After days of protesting in Uptown, Lavish Mack was enjoying a rare moment of relaxation Sunday night.
He and fellow protesters were playing the game Red Light, Green Light on W. Lake Street, and Mack was lightheartedly arguing after they told him, "You're out."
Then he heard an engine revving loudly. A Jeep Cherokee came hurtling toward them at high speed, smashing into a barricade the group had erected for safety.
Mack heard people screaming: "Car! Run! Get up!" In an instant, his new friend, Deona M. Knajdek, lay bleeding on the sidewalk.
By the end of the night, the crowd would learn she had died, marchers would turn the driver over to police, and they would face off against officers in riot gear in an episode that shocked protesters and gave them renewed determination to keep pressing for racial justice in policing.

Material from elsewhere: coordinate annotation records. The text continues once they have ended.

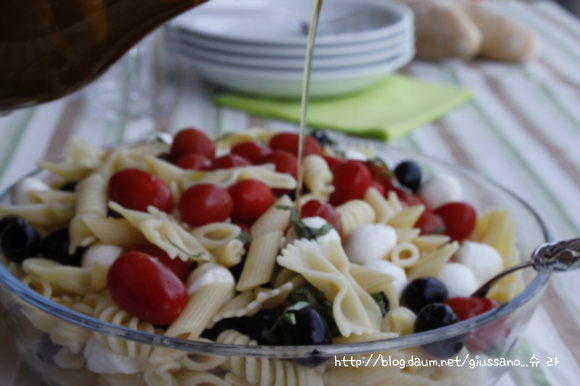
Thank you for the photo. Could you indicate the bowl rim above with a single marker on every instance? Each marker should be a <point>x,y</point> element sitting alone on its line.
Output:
<point>533,289</point>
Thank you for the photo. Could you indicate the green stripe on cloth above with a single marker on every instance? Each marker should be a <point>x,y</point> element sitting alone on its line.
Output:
<point>386,111</point>
<point>12,136</point>
<point>520,159</point>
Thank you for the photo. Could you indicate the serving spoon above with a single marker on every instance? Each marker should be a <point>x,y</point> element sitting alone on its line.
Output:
<point>548,258</point>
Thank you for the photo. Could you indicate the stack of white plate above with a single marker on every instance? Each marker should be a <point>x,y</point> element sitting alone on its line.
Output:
<point>258,46</point>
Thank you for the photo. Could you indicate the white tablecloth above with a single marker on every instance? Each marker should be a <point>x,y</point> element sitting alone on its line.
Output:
<point>523,131</point>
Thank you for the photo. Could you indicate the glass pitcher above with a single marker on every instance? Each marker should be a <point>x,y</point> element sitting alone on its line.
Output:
<point>51,48</point>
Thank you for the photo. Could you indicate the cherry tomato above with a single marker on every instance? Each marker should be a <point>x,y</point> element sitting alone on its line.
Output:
<point>147,289</point>
<point>192,141</point>
<point>136,189</point>
<point>229,161</point>
<point>289,142</point>
<point>459,219</point>
<point>378,186</point>
<point>468,307</point>
<point>430,223</point>
<point>204,204</point>
<point>332,162</point>
<point>351,181</point>
<point>252,151</point>
<point>484,337</point>
<point>194,161</point>
<point>317,208</point>
<point>179,267</point>
<point>251,198</point>
<point>284,161</point>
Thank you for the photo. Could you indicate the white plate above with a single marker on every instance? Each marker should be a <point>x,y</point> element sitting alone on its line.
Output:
<point>297,63</point>
<point>245,48</point>
<point>288,84</point>
<point>281,22</point>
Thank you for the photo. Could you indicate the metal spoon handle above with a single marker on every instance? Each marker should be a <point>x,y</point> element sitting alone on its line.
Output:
<point>484,289</point>
<point>561,256</point>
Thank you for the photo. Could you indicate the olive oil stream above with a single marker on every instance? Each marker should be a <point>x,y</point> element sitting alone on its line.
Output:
<point>304,100</point>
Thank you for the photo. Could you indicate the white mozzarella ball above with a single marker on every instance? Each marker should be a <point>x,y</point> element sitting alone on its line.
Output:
<point>207,274</point>
<point>101,360</point>
<point>19,194</point>
<point>314,223</point>
<point>483,259</point>
<point>385,266</point>
<point>100,253</point>
<point>441,189</point>
<point>458,279</point>
<point>370,242</point>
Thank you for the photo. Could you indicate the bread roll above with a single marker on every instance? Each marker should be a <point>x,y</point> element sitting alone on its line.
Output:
<point>504,38</point>
<point>443,29</point>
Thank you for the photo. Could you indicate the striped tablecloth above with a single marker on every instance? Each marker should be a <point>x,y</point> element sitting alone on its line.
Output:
<point>523,130</point>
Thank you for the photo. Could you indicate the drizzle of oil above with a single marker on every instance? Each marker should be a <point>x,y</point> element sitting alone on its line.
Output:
<point>304,100</point>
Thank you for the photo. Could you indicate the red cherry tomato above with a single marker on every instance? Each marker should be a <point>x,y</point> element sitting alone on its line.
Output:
<point>192,141</point>
<point>378,186</point>
<point>430,223</point>
<point>179,267</point>
<point>229,161</point>
<point>289,142</point>
<point>205,204</point>
<point>351,181</point>
<point>317,208</point>
<point>459,219</point>
<point>484,337</point>
<point>468,307</point>
<point>284,161</point>
<point>252,151</point>
<point>194,161</point>
<point>332,162</point>
<point>136,189</point>
<point>251,198</point>
<point>147,289</point>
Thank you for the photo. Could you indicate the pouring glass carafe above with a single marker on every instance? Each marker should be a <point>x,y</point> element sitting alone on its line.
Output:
<point>51,48</point>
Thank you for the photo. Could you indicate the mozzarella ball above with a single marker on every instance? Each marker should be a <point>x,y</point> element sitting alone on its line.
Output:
<point>400,276</point>
<point>441,189</point>
<point>314,223</point>
<point>483,259</point>
<point>370,242</point>
<point>19,194</point>
<point>207,274</point>
<point>458,279</point>
<point>100,253</point>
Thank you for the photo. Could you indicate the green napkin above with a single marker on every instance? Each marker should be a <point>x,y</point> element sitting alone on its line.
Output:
<point>386,111</point>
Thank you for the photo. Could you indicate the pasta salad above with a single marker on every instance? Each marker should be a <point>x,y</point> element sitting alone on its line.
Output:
<point>203,239</point>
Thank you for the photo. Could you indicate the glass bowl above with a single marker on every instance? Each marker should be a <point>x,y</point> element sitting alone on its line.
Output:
<point>51,338</point>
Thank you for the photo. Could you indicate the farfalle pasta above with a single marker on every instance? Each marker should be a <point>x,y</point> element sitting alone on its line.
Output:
<point>246,282</point>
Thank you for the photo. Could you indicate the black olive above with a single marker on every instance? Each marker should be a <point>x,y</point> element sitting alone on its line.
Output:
<point>18,239</point>
<point>437,315</point>
<point>238,324</point>
<point>422,291</point>
<point>46,350</point>
<point>260,326</point>
<point>304,326</point>
<point>409,175</point>
<point>68,186</point>
<point>55,247</point>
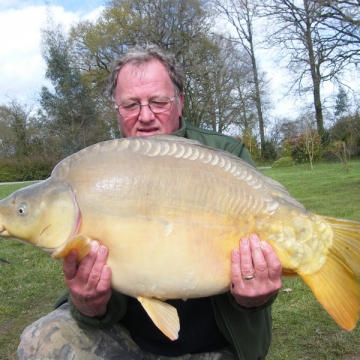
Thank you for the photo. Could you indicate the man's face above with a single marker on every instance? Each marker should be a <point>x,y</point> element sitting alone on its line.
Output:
<point>142,84</point>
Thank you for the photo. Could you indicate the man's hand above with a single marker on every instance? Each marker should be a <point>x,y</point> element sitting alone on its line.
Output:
<point>255,272</point>
<point>89,281</point>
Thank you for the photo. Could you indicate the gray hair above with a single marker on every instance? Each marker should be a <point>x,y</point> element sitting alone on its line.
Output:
<point>139,55</point>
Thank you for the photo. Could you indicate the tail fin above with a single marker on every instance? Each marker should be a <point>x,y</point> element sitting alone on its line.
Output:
<point>336,285</point>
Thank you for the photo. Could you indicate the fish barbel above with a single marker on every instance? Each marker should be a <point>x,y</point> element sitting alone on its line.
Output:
<point>170,211</point>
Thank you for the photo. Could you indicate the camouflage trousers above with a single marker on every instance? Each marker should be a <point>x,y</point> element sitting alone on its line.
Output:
<point>57,336</point>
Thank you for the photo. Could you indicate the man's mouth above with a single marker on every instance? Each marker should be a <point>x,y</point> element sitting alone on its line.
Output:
<point>149,131</point>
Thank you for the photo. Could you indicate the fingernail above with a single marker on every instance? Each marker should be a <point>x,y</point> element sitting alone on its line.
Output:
<point>94,244</point>
<point>245,242</point>
<point>255,239</point>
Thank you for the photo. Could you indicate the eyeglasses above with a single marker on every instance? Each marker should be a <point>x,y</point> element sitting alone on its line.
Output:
<point>130,109</point>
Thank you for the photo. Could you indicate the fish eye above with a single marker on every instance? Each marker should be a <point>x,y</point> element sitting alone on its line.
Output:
<point>22,209</point>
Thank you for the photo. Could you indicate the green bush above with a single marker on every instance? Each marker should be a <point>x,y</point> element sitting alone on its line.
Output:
<point>283,162</point>
<point>26,169</point>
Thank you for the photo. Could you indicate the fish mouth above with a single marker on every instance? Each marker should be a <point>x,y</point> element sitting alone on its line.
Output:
<point>3,231</point>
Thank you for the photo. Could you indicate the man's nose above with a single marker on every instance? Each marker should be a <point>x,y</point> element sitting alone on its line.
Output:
<point>145,113</point>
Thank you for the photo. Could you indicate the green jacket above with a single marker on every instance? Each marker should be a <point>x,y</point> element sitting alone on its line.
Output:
<point>249,330</point>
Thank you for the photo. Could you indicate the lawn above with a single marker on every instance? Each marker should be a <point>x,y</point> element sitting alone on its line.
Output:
<point>31,281</point>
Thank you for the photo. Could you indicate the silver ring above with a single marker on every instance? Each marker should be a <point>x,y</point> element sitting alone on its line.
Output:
<point>248,277</point>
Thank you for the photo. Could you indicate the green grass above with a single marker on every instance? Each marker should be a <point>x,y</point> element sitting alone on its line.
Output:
<point>32,281</point>
<point>29,286</point>
<point>301,327</point>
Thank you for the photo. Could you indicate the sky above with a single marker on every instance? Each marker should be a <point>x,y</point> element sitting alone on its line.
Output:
<point>22,68</point>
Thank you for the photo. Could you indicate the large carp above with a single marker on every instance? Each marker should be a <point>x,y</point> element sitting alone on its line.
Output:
<point>170,211</point>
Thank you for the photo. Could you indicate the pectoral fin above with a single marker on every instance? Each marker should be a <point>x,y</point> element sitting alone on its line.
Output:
<point>163,315</point>
<point>80,243</point>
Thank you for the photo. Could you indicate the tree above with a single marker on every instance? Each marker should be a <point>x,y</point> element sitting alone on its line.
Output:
<point>240,14</point>
<point>318,39</point>
<point>342,20</point>
<point>68,114</point>
<point>16,130</point>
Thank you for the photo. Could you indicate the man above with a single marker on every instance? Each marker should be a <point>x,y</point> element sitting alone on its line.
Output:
<point>147,88</point>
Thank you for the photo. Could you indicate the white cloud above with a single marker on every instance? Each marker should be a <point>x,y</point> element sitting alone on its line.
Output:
<point>22,68</point>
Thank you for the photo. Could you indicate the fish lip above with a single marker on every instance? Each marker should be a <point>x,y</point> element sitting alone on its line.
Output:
<point>3,231</point>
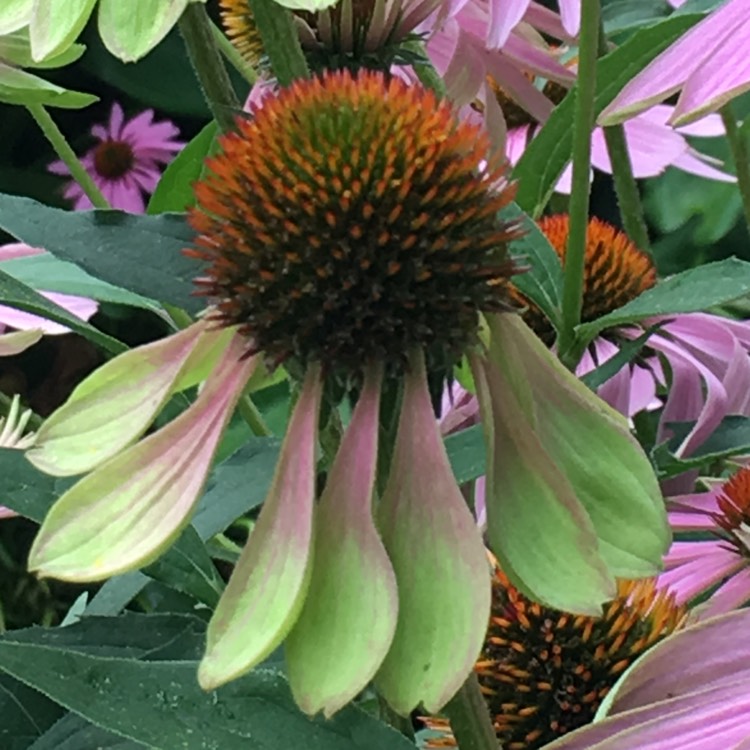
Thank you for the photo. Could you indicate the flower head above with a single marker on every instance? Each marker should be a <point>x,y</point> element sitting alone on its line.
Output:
<point>718,561</point>
<point>708,64</point>
<point>350,230</point>
<point>369,233</point>
<point>126,162</point>
<point>544,673</point>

Knajdek, Mack and other protesters had been gathering at W. Lake Street and Girard Avenue in Minneapolis ever since a federal task force shot and killed Winston Smith in a nearby parking garage on June 3. No video footage or detailed information justifying what happened has been released.
Sunday, if not for Knajdek's car providing an extra barrier for protesters who were standing a little farther east on Lake Street, Mack believes the toll would have been far worse.
"I don't want to say it makes me scared, but it could have been me," he later reflected. "No exaggeration, it could have been 20 people if it were not for Deona's car. It just makes you think — I don't know. I haven't been able to process it."